The Right Way to Share

There is a fiduciary responsibility under ERISA to evaluate arrangements with service providers and to determine if they are reasonable. … That responsibility was explained by the Investment Company Institute (ICI) in testimony before the Department of Labor (DOL) Advisory Council in 2007, testimony that went on to describe several options that plan sponsors have for reducing the cost and fees—if they have become too high. The ICI said:

If the growth of plan assets supports a revision of the arrangement, the plan fiduciary and service provider have a number of options. One is to lower total plan costs by replacing existing plan investments with lower-cost options or share classes. Another is to provide the plan and participants with additional services that were not originally affordable. A third option for plan fiduciaries might be to negotiate with the recordkeeper to share some of the recordkeeper's revenue with the plan. Finally, the plan fiduciary can put the service contract out for bid to determine whether other service providers might offer comparable services at a lower cost. …

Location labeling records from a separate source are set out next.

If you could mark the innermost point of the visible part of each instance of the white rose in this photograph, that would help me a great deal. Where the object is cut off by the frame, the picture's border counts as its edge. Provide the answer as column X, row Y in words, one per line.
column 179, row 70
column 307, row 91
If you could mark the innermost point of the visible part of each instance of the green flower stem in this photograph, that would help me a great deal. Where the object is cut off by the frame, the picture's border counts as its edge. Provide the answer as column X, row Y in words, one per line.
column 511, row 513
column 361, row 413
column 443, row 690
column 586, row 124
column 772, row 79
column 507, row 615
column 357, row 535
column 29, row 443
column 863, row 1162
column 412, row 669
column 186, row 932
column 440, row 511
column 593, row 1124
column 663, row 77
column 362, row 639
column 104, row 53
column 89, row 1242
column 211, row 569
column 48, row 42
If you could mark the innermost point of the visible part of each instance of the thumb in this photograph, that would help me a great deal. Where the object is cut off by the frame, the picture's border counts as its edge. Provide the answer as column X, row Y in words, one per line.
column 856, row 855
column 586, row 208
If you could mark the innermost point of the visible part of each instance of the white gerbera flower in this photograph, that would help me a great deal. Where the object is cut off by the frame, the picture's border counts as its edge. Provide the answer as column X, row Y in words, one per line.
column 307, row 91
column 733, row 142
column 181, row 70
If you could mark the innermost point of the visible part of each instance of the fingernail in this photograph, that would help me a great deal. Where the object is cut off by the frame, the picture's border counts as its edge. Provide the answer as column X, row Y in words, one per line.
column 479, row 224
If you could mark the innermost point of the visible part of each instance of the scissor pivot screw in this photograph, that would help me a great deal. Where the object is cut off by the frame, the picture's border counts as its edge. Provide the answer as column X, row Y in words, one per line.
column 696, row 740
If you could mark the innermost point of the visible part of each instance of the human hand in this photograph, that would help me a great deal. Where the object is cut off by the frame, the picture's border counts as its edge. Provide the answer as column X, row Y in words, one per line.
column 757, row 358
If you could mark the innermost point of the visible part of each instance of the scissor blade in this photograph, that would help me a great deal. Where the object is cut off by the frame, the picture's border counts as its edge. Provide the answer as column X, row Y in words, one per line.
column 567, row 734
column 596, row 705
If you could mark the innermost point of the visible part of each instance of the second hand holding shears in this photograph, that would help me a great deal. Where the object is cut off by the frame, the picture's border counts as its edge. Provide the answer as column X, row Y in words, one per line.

… However, if a service provider operates efficiently, it may reasonably be entitled to a higher profit margin. So, a practical analysis is based on the competitive marketplace. That analysis can be implemented by “benchmarking” your providers, by comparing their charges with those of competitive providers. If you benchmark a provider and the costs are within the range of what other quality providers are charging, then you are almost assured that the costs are reasonable. That doesn’t mean that you can’t find a lower-cost provider that affords even greater benefits to your participants, but it does mean that you have fulfilled your legal responsibility to incur no more than reasonable costs and to pay no more than reasonable compensation.

I also should point out that there are two forms of “revenue” that should be considered, particularly when evaluating your recordkeeper. The first is compensation received from mutual funds—regardless of whether the mutual funds are affiliated with the recordkeeper—as well as any amounts received directly from the plan. The second involves credits or discounts, and usually occurs when the plan uses mutual funds that are managed by an affiliate of the recordkeeper. At this point, recordkeepers are not required by ERISA to give plan sponsors information about the revenue-sharing that they receive from third-party or affiliated mutual funds. However, as a practical matter, most do. Recordkeepers also are not required to inform plan ­sponsors about the discounts or credits that they are receiving from affiliated investments—and most don’t. A bill has been introduced by Senators Harkin (D-Iowa) and Kohl (D-Wisconsin) that would change that. If that legislation becomes law, or if a DOL regulation is issued with similar provisions, plan sponsors will be entitled to know all of the money that is subsidizing the cost of recordkeeping. At that point, they will be in a much better position to negotiate for a sharing of that revenue, regardless of whether it is received by the recordkeeper as credits or cash.